David Frum recently laid into the nutritional supplement industry with a guest commentary on CNN.com. The resident fellow at the American Enterprise Institute and one-time special assistant to President George W. Bush lashed out with the classic invectives against supplement makers and marketers. He wrote that any “snake oil flim-flam can be huckstered in the most truth-defying way” using that most evil of laws, the Dietary Supplement Health and Education Act of 1994.
Frum could have lowered his rhetorical blood pressure, without the help of a supplement, by reading the FTC regulations that go into effect on Tuesday. His column then would have begun: The party is over Dec. 1.
And the party — or at least marketing as it has been done for many years — does come to an end. Frum’s arguments against vague product claims no longer hold when the FTC — not the FDA — is watching what is said.

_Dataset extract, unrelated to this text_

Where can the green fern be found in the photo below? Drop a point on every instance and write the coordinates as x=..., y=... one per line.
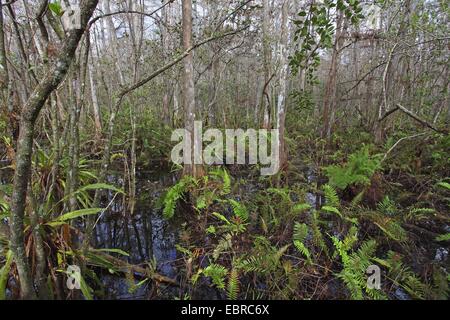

The effects of the new rules are worth noting again: no more CYA disclaimers such as “results not typical” language; closer scrutiny of expert and celebrity endorsements; and careful review of consumer testimonials.
All the people who try a supplement and blog about it or are paid to write online reviews also have to disclose their relationships with those who supply them with products.
Frum can argue for repeal of the DHSEA, but he would be better off passing along tips of deceptive advertising to contacts he has at the FTC. That would produce more effective results than spouting off about his distaste for the supplement industry and its marketing practices.